Methodology article
Quantile regression for the statistical analysis of immunological data with many non-detects
1 Department of Biostatistics, Erasmus MC-University Medical Center, PO Box 2040, 3000, CA, Rotterdam, The Netherlands
2 Section of Allergology, Department of Internal Medicine (GK 324), Erasmus MC-University Medical Center, PO Box 2040, 3000, CA, Rotterdam, The Netherland
3 Department of General Practice, Erasmus MC-University Medical Center, PO Box 2040, 3000, CA, Rotterdam, The Netherlands
4 Cell Biology and Immunology Group, Wageningen University, PO Box 338, 6700, AH, Wageningen, The Netherlands
BMC Immunology 2012, 13:37 doi:10.1186/1471-2172-13-37
Published: 7 July 2012Abstract
Background
Immunological parameters are hard to measure. A well-known problem is the occurrence of values below the detection limit, the non-detects. Non-detects are a nuisance, because classical statistical analyses, like ANOVA and regression, cannot be applied.

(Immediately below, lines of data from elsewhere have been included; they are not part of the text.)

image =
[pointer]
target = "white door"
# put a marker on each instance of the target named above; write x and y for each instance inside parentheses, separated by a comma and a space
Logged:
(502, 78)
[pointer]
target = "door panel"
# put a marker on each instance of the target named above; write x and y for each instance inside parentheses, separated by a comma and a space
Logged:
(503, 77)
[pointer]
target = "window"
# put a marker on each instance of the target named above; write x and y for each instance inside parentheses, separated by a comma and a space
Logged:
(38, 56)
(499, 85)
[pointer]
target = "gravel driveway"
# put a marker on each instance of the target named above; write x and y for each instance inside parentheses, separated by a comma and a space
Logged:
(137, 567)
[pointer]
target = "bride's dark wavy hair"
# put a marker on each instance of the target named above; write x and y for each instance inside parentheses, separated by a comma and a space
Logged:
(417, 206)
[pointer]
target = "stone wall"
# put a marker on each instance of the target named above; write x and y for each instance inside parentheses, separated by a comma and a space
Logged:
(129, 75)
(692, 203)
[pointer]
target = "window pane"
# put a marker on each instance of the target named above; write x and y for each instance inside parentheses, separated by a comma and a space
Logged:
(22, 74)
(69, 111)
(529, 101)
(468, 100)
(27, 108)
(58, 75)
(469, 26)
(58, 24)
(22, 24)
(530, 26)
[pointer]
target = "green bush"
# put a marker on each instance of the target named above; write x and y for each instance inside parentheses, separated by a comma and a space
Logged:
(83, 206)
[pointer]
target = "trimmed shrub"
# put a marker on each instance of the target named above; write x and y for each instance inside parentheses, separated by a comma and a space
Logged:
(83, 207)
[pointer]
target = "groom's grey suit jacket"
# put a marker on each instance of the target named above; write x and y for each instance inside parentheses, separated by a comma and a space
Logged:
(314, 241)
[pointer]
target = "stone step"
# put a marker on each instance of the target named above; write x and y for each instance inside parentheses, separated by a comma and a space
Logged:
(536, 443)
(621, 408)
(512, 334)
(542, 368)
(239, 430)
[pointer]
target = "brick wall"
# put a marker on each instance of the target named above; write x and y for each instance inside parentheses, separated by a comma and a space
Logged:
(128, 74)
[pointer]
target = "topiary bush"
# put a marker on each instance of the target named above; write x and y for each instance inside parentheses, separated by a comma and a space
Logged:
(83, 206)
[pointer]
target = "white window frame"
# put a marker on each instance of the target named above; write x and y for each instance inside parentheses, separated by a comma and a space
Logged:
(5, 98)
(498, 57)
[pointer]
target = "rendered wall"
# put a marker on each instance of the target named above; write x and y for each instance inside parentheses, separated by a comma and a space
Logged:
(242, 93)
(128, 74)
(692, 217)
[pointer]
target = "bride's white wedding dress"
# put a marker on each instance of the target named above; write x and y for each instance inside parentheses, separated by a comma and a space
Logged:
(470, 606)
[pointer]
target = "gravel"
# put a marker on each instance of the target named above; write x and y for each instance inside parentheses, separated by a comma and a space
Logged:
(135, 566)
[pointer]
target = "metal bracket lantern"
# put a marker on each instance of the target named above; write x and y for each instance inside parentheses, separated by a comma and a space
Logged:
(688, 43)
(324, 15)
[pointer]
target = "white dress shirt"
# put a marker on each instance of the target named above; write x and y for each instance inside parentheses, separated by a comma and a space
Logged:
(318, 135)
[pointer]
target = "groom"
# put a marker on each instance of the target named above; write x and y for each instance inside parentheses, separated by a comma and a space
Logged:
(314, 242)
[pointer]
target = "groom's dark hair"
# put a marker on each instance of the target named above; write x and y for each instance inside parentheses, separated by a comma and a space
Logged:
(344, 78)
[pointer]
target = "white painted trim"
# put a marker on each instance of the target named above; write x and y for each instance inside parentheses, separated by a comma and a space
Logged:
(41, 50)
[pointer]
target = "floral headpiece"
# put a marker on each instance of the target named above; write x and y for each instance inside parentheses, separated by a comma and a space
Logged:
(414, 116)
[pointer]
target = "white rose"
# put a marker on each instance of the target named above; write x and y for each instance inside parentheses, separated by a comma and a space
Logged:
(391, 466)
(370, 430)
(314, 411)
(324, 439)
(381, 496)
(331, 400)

The more advanced statistical techniques currently available for the analysis of datasets with non-detects can only be used if a small percentage of the data are non-detects.
Methods and results
Quantile regression, a generalization of percentiles to regression models, models the median or higher percentiles and tolerates very high numbers of non-detects. We present a non-technical introduction and illustrate it with an implementation to real data from a clinical trial. We show that by using quantile regression, groups can be compared and that meaningful linear trends can be computed, even if more than half of the data consists of non-detects.
Conclusion
Quantile regression is a valuable addition to the statistical methods that can be used for the analysis of immunological datasets with non-detects.